In the ongoing saga about the attempts to save the classic Swedish automobile brand Saab, a new Chinese partner has apparently been found, after the deal with manufacturer Hawtai did not work out. This time the partner is China's largest car distributor, Pang Da. The deal was signed on Monday, according to Saab owner and CEO Victor Muller.
The upside of the deal with Pang Da is that the first stage is all about Saab selling its new partner cars, which does not involve any permissions from Swedish, Chinese, or European Union officials. One thousand and three hundred cars worth 30 million euros (US$42.9 million) will solve the acute liquidity crisis in Saab and hopefully also save its many subcontractors in Sweden, that have been struggling financially since Saab stopped paying its bills and eventually shut down production.
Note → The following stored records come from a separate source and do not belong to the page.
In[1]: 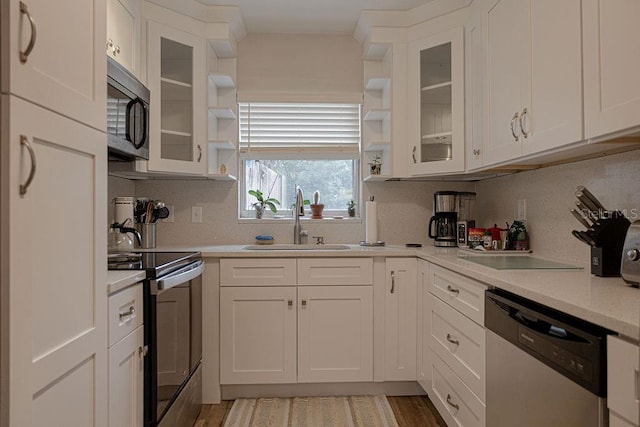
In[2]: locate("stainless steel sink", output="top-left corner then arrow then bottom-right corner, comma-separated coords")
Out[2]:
242,243 -> 350,251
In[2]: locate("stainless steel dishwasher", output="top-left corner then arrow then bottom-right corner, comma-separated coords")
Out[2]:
485,289 -> 612,427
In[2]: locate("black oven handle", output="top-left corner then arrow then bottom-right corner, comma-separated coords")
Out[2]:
156,260 -> 204,291
125,98 -> 147,149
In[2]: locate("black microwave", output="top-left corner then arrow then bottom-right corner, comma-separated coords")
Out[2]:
107,57 -> 151,160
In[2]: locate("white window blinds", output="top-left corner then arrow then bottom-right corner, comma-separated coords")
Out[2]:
238,103 -> 360,153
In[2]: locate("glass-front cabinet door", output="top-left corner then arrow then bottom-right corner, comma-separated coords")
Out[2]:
147,21 -> 207,175
408,28 -> 464,175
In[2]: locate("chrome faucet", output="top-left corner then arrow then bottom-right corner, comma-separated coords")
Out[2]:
293,187 -> 307,245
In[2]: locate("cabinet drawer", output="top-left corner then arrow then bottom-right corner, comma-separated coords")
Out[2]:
429,297 -> 486,401
429,265 -> 487,325
607,335 -> 640,426
220,258 -> 296,286
429,354 -> 486,427
298,258 -> 373,285
109,283 -> 143,347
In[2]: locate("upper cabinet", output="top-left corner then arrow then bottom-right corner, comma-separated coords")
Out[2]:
147,21 -> 207,175
0,0 -> 107,131
107,0 -> 140,76
582,0 -> 640,138
476,0 -> 583,166
408,28 -> 465,175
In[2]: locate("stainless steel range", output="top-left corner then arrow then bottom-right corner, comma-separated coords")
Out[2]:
109,252 -> 204,427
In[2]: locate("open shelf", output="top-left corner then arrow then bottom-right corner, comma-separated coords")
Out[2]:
209,73 -> 236,89
364,77 -> 391,90
362,109 -> 391,121
209,107 -> 236,119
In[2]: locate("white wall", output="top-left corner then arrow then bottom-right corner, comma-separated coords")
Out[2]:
237,34 -> 363,102
476,150 -> 640,266
135,180 -> 473,246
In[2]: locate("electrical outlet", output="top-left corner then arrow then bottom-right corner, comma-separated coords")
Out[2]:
517,199 -> 527,221
191,206 -> 202,224
162,205 -> 173,222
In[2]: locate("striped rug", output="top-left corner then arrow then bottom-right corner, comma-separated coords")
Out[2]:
224,395 -> 398,427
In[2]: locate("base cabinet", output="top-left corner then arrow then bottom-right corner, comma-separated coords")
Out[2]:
384,258 -> 418,381
607,335 -> 640,427
220,286 -> 297,384
220,258 -> 373,385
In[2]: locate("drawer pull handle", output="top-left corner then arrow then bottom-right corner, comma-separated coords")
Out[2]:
138,345 -> 149,359
20,135 -> 36,196
447,334 -> 460,345
447,394 -> 460,411
19,2 -> 36,64
511,112 -> 518,142
391,271 -> 396,293
120,306 -> 136,320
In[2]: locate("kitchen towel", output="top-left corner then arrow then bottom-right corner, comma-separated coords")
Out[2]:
364,200 -> 378,243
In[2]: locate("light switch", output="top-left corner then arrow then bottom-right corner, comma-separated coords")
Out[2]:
191,206 -> 202,224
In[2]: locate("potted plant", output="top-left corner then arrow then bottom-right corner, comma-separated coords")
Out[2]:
369,155 -> 382,175
249,190 -> 280,219
347,199 -> 356,218
309,191 -> 324,219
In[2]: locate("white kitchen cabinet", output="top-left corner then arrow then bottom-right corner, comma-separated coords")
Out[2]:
109,283 -> 147,427
147,20 -> 207,176
482,0 -> 582,165
0,0 -> 107,131
0,95 -> 108,426
220,288 -> 297,384
408,28 -> 465,175
298,286 -> 373,383
106,0 -> 141,76
582,0 -> 640,138
384,258 -> 418,381
607,335 -> 640,426
220,258 -> 373,384
423,264 -> 486,426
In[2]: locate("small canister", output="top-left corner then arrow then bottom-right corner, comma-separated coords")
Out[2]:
469,228 -> 485,249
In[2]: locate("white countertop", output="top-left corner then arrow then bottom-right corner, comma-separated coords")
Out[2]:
107,270 -> 146,295
126,245 -> 640,340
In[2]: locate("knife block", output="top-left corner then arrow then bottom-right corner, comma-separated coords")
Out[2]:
591,212 -> 631,277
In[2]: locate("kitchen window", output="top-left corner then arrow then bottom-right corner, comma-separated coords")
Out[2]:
238,103 -> 360,218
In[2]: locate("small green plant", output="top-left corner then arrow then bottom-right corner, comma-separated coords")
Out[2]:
249,190 -> 280,213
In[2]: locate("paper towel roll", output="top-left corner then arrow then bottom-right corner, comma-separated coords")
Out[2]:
364,201 -> 378,243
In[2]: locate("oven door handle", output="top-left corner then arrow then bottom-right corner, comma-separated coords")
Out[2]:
156,260 -> 204,291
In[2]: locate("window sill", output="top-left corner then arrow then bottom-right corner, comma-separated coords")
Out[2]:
238,216 -> 362,224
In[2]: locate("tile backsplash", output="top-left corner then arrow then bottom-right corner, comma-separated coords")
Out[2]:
108,150 -> 640,266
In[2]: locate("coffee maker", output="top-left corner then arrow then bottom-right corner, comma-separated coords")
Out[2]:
456,191 -> 476,248
429,191 -> 458,247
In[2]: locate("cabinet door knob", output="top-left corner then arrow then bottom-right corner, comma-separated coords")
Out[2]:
391,271 -> 396,293
20,2 -> 36,64
138,345 -> 149,359
447,334 -> 460,345
447,394 -> 460,411
511,111 -> 518,142
518,108 -> 529,138
20,135 -> 36,196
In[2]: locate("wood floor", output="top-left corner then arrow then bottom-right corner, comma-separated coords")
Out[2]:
194,396 -> 446,427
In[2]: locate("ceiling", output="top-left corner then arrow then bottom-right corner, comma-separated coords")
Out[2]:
197,0 -> 432,35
The long-term plan is for Pang Da to buy more cars, but also to buy 24 percent of Saab stock. This will require permissions from several different authorities, however. Saab will also continue to look for a manufacturing partner in China, according to a statement to Swedish Television (SVT). Pang Da distributes cars to 1,100 retailers in 23 Chinese provinces.
While Saab official Eric Geers told Swedish Radio (SR) on Thursday that they hope to start up production again, Saab subcontractor Lear announced that they may still have to lay off the entire workforce at its factory in Trollhättan because of the trouble with Saab.